Velocity Map Imaging Apparatus for Studies on the Photochemistry of Water Ice

Abstract

This work describes the design and development of a velocity map imaging apparatus that will be used to study the laser initiated photochemistry of water ice and other condensed phases. Experiments on methanol ice photolysis using a different apparatus at Kyoto University are described to give an appreciation of the photochemistry and the experimental parameters. Water deposited on a surface at temperatures below 140 K can form an amorphous solid. Amorphous solid water (ASW), which does not exhibit properties of a well-defined phase, is the most profuse phase of water found in astrophysical environments. Chemical characteristics of ASW - in particular its photochemistry - and the physical characteristics closely associated with the structure such as density and surface are reviewed. The correlations between the morphology and the growth conditions of ASW are also described. Methanol is also known to be a component on the icy mantle on interstellar grains. The effects of irradiating amorphous solid methanol by UV photons are discussed.

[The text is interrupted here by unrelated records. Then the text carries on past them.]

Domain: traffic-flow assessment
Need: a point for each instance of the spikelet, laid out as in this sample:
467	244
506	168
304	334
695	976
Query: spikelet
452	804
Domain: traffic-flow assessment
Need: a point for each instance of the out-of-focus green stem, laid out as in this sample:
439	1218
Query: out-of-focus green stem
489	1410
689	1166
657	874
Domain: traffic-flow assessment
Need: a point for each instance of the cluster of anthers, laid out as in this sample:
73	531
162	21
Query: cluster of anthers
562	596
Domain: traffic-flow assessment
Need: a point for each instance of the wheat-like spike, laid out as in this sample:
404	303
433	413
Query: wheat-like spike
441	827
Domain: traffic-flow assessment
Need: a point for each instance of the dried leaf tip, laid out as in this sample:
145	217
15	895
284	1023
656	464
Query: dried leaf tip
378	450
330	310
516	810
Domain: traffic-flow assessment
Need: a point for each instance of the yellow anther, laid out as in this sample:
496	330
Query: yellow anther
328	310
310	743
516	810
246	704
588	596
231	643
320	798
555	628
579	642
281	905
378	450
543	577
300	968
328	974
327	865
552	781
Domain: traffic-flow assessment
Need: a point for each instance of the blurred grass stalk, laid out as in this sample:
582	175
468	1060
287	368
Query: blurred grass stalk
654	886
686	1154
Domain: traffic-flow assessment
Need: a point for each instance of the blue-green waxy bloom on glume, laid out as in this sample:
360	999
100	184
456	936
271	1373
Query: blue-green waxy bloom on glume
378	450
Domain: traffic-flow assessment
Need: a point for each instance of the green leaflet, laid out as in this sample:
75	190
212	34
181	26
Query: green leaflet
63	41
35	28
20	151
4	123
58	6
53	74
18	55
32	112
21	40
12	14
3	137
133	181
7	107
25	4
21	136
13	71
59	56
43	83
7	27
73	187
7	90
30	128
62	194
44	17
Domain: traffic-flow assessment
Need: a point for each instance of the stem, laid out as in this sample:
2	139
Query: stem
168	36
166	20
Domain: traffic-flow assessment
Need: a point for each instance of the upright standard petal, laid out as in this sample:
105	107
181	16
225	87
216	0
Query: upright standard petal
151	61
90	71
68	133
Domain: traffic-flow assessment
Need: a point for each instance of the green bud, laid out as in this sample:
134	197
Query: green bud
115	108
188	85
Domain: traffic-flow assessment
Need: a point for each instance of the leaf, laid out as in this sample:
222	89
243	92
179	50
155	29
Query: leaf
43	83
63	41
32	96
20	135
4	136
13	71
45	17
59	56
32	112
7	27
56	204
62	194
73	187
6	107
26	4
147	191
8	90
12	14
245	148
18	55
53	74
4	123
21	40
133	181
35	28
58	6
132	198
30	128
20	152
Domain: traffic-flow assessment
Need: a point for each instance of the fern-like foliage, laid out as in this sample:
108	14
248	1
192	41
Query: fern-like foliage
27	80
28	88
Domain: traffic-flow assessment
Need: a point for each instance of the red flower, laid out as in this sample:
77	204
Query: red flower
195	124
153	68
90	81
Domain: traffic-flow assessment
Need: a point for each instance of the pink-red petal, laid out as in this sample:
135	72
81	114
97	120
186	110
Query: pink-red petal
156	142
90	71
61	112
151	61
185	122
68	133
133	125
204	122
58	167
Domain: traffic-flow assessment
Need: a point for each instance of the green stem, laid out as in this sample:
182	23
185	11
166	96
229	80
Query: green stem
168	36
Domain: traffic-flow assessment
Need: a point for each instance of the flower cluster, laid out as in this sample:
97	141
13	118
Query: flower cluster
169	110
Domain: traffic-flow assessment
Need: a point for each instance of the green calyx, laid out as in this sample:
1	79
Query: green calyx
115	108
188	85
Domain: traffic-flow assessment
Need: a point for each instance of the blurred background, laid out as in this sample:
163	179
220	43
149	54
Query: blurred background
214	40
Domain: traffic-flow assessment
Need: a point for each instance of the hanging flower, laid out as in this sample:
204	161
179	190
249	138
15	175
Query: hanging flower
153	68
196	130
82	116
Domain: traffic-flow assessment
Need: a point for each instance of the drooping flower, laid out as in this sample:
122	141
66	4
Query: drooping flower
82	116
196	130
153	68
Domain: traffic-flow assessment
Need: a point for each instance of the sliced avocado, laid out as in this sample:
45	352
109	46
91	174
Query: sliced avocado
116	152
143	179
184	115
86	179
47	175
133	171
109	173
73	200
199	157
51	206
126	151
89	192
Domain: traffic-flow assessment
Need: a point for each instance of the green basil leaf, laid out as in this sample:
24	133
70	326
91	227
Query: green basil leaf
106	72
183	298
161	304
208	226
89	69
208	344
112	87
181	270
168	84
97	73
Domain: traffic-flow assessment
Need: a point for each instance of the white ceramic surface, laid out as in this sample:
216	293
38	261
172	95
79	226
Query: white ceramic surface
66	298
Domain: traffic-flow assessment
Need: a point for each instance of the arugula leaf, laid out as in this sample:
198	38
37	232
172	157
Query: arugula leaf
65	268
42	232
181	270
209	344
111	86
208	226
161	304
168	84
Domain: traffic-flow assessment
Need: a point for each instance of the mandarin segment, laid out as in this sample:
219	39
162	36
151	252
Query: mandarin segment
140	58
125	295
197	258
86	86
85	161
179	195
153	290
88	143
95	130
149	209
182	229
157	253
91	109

Experiments at Kyoto University have been performed to detect state-selectively nascent OH and CH3 photofragments following photolysis at 157 nm. Information on the velocity distributions was obtained from time-of-flight measurements. At Queen’s University Velocity Map Imaging combined with resonance enhance multiphoton ionization (REMPI) will be used for quantum state-selective detection of the nascent photoproducts and their velocity distribution. To help automate the experiments “virtual instruments” have been created for the hardware components of the experiment using LabVIEW 8.6. The ion optics of the velocity map imaging spectrometer under construction at Queen’s have been characterized using the SIMION 7.0 software package, and the anticipated experimental image of nascent photoproducts has been simulated by a Monte-Carlo-type algorithm.